Nice Simon aurait barré la route à Yves Léonard et au commissaire du gouvernement de la Croix-des-Bouquets, Yvon Jean Noël, deux vieux malfrats qui tentaient de mettre fin à un dossier de corruption sur la gestion de l’ancienne administration communale de Tabarre. Frustré par le comportement de sa conjointe, Léonard a saisi les clés de la maison, de la voiture de Nice Simon avant de l’agresser violemment et même de vouloir la tuer. (Loop, ibid). Le délinquant, frappé d’interdiction de départ  est actuellement en cavale. Je vous parie mon testicule (octogénaire) gauche que malgré le scandale de l’agression Jovenel et son PM n’en savent rien. Ce sont deux hommes honnêtes “ k ap  bati yon leta san fòskote”. Bravo!

Poursuivant ses blablatudes, le PM a laissé tomber un autre cheveu sur la soupe de ses lolotudes. Il a cru bon de dire, dans le cadre de la manif du 18 novembre, que personne n’est censé se faire justice (ah!); “c’est ainsi que fonctionne un État de droit” (oh!). Pauvre con! Léonard l’avait deviné bien avant, aussi est-il allé passer quelques semaines de… repos à Punta Cana, en République dominicaine. Assurément, ni Jovenel ni Céant n’en savent rien. Nice Simon en sera quitte pour des enflures, des boursouflures, des égratignures, et des bouffissures, epi, epi, anyen.

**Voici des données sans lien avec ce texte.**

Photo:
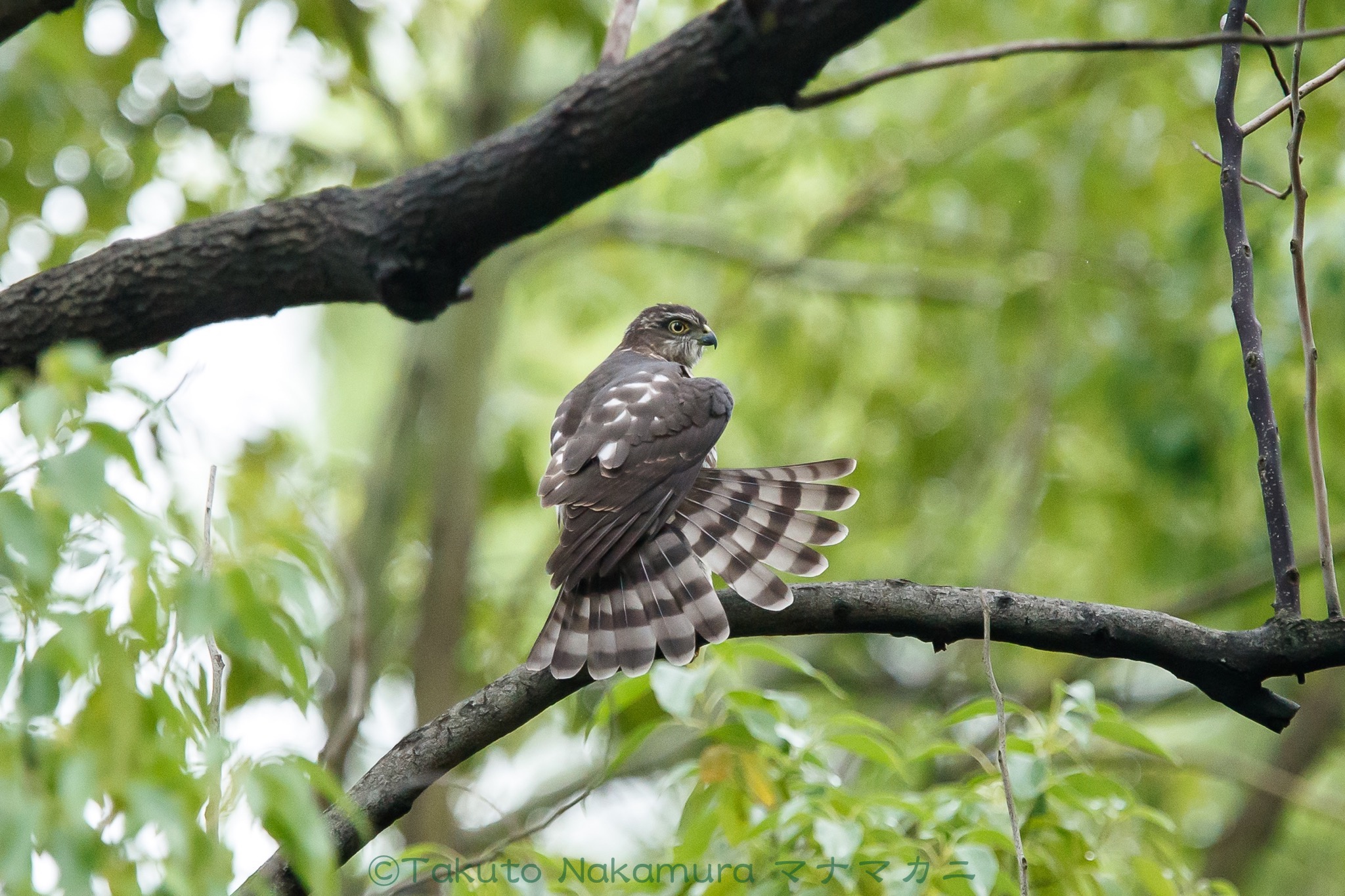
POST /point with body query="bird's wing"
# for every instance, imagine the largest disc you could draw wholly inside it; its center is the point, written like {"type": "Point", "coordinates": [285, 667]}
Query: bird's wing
{"type": "Point", "coordinates": [623, 457]}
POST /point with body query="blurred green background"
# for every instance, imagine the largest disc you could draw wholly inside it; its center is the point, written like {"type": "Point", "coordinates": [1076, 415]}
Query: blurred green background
{"type": "Point", "coordinates": [1002, 288]}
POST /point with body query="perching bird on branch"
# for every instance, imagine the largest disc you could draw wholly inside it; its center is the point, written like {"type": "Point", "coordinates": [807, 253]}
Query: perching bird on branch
{"type": "Point", "coordinates": [643, 511]}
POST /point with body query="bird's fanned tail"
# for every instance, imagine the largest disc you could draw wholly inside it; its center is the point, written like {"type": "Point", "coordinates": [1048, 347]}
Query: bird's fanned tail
{"type": "Point", "coordinates": [738, 523]}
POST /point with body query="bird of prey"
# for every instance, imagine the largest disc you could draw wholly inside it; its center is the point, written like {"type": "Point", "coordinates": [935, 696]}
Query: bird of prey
{"type": "Point", "coordinates": [643, 511]}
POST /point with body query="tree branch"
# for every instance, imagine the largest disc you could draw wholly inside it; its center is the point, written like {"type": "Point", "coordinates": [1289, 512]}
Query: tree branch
{"type": "Point", "coordinates": [1327, 77]}
{"type": "Point", "coordinates": [1227, 666]}
{"type": "Point", "coordinates": [1053, 45]}
{"type": "Point", "coordinates": [1248, 328]}
{"type": "Point", "coordinates": [16, 15]}
{"type": "Point", "coordinates": [409, 242]}
{"type": "Point", "coordinates": [1305, 326]}
{"type": "Point", "coordinates": [619, 33]}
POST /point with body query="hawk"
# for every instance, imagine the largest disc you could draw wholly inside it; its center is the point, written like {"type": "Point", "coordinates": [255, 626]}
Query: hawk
{"type": "Point", "coordinates": [645, 512]}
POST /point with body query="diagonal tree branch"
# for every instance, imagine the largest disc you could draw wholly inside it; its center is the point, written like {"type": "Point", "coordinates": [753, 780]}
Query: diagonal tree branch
{"type": "Point", "coordinates": [16, 15]}
{"type": "Point", "coordinates": [409, 242]}
{"type": "Point", "coordinates": [1227, 666]}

Bien sûr, le mec, le PM dois-je préciser, n’est pas bête. Il sait que la barque menace de couler. Alors, il fait un appel du pied à tous les politiciens atteints de leadershipite chronique. Il va prendre son “bâton de pèlerin pour rencontrer tous les secteurs de la vie nationale dans le cadre du dialogue qui va nous mener tout droit sur la réalité du vivre l’un avec l’autre, l’un pour l’autre, jamais l’un contre l’autre. An n mete tèt nou ansanm dans le même esprit de Vertières pour la stabilité et le développement”.

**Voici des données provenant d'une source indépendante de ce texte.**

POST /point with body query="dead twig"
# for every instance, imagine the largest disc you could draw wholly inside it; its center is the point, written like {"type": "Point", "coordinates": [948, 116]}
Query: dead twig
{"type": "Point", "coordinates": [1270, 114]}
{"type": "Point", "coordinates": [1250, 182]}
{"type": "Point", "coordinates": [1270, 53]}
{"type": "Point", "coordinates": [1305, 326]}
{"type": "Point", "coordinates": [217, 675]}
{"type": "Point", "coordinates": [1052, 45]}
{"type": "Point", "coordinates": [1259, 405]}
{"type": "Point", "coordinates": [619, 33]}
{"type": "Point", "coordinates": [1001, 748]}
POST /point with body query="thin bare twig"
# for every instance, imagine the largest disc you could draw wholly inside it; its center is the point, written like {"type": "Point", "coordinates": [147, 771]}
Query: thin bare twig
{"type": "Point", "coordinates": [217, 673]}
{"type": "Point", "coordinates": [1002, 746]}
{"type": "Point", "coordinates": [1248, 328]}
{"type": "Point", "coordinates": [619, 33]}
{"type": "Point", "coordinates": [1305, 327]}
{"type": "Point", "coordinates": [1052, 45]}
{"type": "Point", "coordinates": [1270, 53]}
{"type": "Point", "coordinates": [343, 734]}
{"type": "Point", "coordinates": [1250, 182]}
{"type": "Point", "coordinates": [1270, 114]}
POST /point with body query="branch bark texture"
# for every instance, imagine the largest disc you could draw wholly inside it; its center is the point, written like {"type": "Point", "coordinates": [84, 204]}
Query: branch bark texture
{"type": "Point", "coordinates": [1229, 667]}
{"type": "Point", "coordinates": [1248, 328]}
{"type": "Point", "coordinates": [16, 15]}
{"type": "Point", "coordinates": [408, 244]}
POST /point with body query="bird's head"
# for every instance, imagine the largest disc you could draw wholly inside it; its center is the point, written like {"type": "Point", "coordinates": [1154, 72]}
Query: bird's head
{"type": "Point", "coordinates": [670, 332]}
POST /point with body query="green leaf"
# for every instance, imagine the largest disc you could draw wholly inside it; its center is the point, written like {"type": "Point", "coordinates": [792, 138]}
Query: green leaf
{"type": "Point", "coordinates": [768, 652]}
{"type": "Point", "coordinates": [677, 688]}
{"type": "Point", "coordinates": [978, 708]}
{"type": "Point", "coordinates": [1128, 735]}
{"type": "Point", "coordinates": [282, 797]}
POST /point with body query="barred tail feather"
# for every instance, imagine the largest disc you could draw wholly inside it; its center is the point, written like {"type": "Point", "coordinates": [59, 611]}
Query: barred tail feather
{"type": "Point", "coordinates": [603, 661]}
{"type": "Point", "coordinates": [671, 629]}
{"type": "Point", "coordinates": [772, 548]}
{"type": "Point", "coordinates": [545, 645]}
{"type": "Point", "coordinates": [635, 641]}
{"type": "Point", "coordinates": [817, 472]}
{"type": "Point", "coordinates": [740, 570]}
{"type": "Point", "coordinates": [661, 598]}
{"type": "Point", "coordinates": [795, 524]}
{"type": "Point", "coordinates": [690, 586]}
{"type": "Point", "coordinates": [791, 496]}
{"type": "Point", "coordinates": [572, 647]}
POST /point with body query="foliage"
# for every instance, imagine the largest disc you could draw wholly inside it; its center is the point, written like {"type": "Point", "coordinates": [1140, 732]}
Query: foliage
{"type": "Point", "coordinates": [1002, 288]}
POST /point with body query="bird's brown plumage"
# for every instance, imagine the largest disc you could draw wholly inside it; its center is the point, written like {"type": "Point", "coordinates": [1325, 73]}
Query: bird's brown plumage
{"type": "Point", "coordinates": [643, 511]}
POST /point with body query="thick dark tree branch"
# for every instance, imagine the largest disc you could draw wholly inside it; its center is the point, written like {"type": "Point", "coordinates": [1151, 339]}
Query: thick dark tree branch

“Vive Haïti! a poursuivi le super patriote Céant. Vive notre pays qui a besoin de l’union parmi nous, de solidarité,  de fraternité […] pou ti moun pa l manje nan fatra ankò, pou ti moun k ap al lekòl, pou moun k ap jwenn travay. Arrêtons de nous quereller, an n sispann goumen youn ak lòt. Mettons-nous debout youn akote lòt pour nous battre avec tout vye fléau ki mete peyi a dans l’état actuel où il se trouve.”

Combien de fois n’avons-nous pas entendu ces discours lolo pa lolo! Les mêmes redites, les mêmes lieux communs, les mêmes clichés usés, les mêmes rengaines, les mêmes prêchi-prêcha, les mêmes blablatudes, les mêmes répétitudes, les mêmes lolotudes, les mêmes tautologitudes pour calmer les esprits, les mêmes formules démagogiques dont sont friands les politiciens en mal de se donner bonne conscience, en mal de nous offrir la lune pour du fromage.

Mais personne n’est dupe des mystifications du PM et de son inculpé de président. Lolo pa lolo, le peuple ne se laissera prendre au piège d’aucun caponnage.